The function g is defined by \(\mathrm{g(x) = 18 - \sqrt{x}}\). What is the value of \(\mathrm{g(64)}\)?

1. TRANSLATE the problem information

• Given information:
  • Function: \(\mathrm{g(x) = 18 - \sqrt{x}}\)
  • Need to find: \(\mathrm{g(64)}\)

• This tells us we need to substitute \(\mathrm{x = 64}\) into the function

2. SIMPLIFY by substitution and evaluation

• Substitute \(\mathrm{x = 64}\): \(\mathrm{g(64) = 18 - \sqrt{64}}\)

• Evaluate the square root: \(\mathrm{\sqrt{64} = 8}\) (since \(\mathrm{8 \times 8 = 64}\))

• Complete the calculation: \(\mathrm{g(64) = 18 - 8 = 10}\)

Answer: B. 10

Why Students Usually Falter on This Problem

Most Common Error Path:

Weak SIMPLIFY execution: Incorrectly calculating \(\mathrm{\sqrt{64}}\)

Students might confuse \(\mathrm{\sqrt{64}}\) with other operations, such as thinking \(\mathrm{\sqrt{64} = 16}\) (perhaps confusing it with \(\mathrm{64 \div 4}\)).
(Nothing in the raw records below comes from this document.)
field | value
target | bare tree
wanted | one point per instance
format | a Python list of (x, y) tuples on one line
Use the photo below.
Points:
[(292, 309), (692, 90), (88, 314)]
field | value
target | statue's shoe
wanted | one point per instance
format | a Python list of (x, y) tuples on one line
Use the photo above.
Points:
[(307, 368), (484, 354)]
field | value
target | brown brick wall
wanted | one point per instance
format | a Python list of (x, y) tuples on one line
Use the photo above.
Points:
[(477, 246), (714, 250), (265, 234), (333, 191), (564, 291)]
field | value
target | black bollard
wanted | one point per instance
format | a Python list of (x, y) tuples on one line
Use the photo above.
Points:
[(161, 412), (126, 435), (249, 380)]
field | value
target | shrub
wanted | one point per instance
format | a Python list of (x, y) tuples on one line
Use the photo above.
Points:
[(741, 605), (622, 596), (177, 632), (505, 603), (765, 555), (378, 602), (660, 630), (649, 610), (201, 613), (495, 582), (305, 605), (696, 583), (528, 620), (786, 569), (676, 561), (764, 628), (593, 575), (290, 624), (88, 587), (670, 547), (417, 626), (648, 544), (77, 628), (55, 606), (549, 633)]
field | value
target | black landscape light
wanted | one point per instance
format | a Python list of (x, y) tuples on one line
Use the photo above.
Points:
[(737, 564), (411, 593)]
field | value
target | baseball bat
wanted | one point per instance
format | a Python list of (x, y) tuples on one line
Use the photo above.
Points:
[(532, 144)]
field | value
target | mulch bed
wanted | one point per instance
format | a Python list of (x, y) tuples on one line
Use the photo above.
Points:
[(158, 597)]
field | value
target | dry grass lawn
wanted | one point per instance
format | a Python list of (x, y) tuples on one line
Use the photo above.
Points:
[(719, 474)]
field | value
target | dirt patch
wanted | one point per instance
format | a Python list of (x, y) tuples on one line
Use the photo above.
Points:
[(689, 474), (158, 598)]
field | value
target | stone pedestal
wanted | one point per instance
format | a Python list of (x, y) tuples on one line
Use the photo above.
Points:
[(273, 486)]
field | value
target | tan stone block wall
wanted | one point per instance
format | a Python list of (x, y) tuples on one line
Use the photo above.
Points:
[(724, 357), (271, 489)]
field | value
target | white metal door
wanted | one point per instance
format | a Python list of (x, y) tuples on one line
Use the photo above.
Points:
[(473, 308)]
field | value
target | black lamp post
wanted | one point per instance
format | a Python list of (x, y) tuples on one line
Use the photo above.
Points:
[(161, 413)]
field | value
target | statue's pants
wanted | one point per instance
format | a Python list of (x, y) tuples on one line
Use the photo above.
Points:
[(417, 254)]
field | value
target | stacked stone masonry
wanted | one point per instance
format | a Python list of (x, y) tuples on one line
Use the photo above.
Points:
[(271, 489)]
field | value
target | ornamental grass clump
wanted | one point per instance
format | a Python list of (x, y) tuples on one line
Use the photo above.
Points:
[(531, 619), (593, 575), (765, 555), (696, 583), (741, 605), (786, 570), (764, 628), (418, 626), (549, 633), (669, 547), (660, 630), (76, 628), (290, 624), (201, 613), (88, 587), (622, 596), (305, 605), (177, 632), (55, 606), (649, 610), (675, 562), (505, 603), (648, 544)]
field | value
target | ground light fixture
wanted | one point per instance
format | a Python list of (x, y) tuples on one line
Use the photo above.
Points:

If they calculate \(\mathrm{\sqrt{64} = 16}\), then \(\mathrm{g(64) = 18 - 16 = 2}\).

This leads them to select Choice A (2).

Second Most Common Error:

Poor SIMPLIFY execution: Sign error in final calculation

Students correctly find \(\mathrm{\sqrt{64} = 8}\) but then add instead of subtract: \(\mathrm{g(64) = 18 + 8 = 26}\).

This leads them to select Choice D (26).

Third Most Common Error:

Weak TRANSLATE reasoning: Misunderstanding the function structure

Students might ignore the square root entirely and just evaluate \(\mathrm{g(64) = 18}\), thinking the \(\mathrm{\sqrt{x}}\) part doesn't apply or missing it completely.

This leads them to select Choice C (18).

The Bottom Line:

This problem tests basic function evaluation skills, but students often struggle with either calculating square roots of perfect squares or making simple arithmetic errors under test pressure. The key is careful step-by-step execution.